Cardiac hypertrophy is an adaption of the heart to a change in cardiovascular loading conditions. The current understanding is that progression may be stress or strain driven, but the multi-scale nature of the cellular remodelling processes have yet to be uncovered. In this study, we develop a model of the contractile left ventricle, with the active cell tension described by a thermodynamically motivated cross-bridge cycling model. Simulation of the transient recruitment of myosin results in correct patterns of ventricular pressure predicted over a cardiac cycle. We investigate how changes in tissue loading and associated deviations in transient force generation can drive restructuring of cellular myofibrils in the heart wall. Our thermodynamic framework predicts in-series sarcomere addition (eccentric remodelling) in response to volume overload, and sarcomere addition in parallel (concentric remodelling) in response to valve and signalling disfunction. This framework provides a significant advance in the current understanding of the fundamental sub-sarcomere level biomechanisms underlying cardiac remodelling. Simulations reveal that pathological tissue loading conditions can significantly alter actin-myosin cross-bridge cycling over the course of the cardiac cycle. The resultant variation in sarcomere stress pushes an imbalance between the internal free energy of the myofibril and that of unbound contractile proteins, initiating remodelling. The link between cross-bridge thermodynamics and myofibril remodelling proposed in this study may significantly advance current understanding of cardiac disease onset.

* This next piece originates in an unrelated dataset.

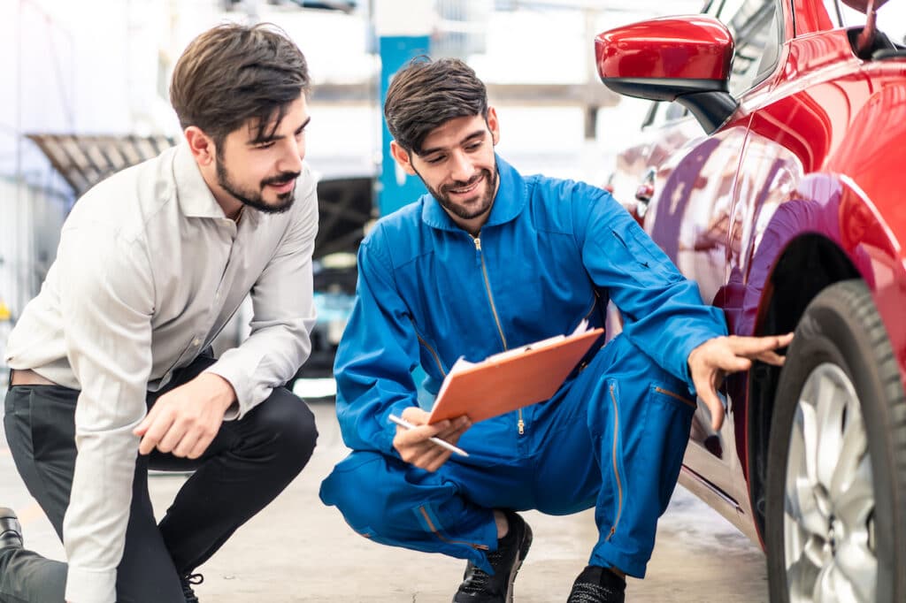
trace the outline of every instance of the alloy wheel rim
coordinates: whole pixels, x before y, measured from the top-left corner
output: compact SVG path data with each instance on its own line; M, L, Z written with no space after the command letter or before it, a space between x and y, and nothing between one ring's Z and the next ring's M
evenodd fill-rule
M849 377L821 364L799 394L784 496L791 603L874 601L874 484L862 406Z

心脏肥大是心脏适应心血管负荷条件的变化。目前的理解是，进展可能是压力或应变驱动的，但细胞重塑过程的多尺度性质尚未被发现。在这项研究中，我们开发了一个收缩性左心室模型，其活性细胞张力由热力学驱动的跨桥循环模型描述。模拟肌球蛋白的瞬时募集导致在一个心动周期内预测的心室压力的正确模式。我们研究了组织负荷的变化和瞬态力产生的相关偏差如何推动心壁细胞肌原纤维的重组。我们的热力学框架预测了响应体积过载的系列肌节增加（偏心重塑），和肌节平行添加（同心重塑）以响应瓣膜和信号功能障碍。该框架在当前对心脏重塑的基本亚肌节水平生物机制的理解方面取得了重大进展。模拟表明，病理组织负荷条件可以在心动周期过程中显着改变肌动蛋白-肌球蛋白跨桥循环。由此产生的肌节压力变化推动了肌原纤维的内部自由能与未结合的收缩蛋白之间的不平衡，从而引发了重塑。本研究中提出的跨桥热力学与肌原纤维重塑之间的联系可能会显着促进目前对心脏病发作的理解。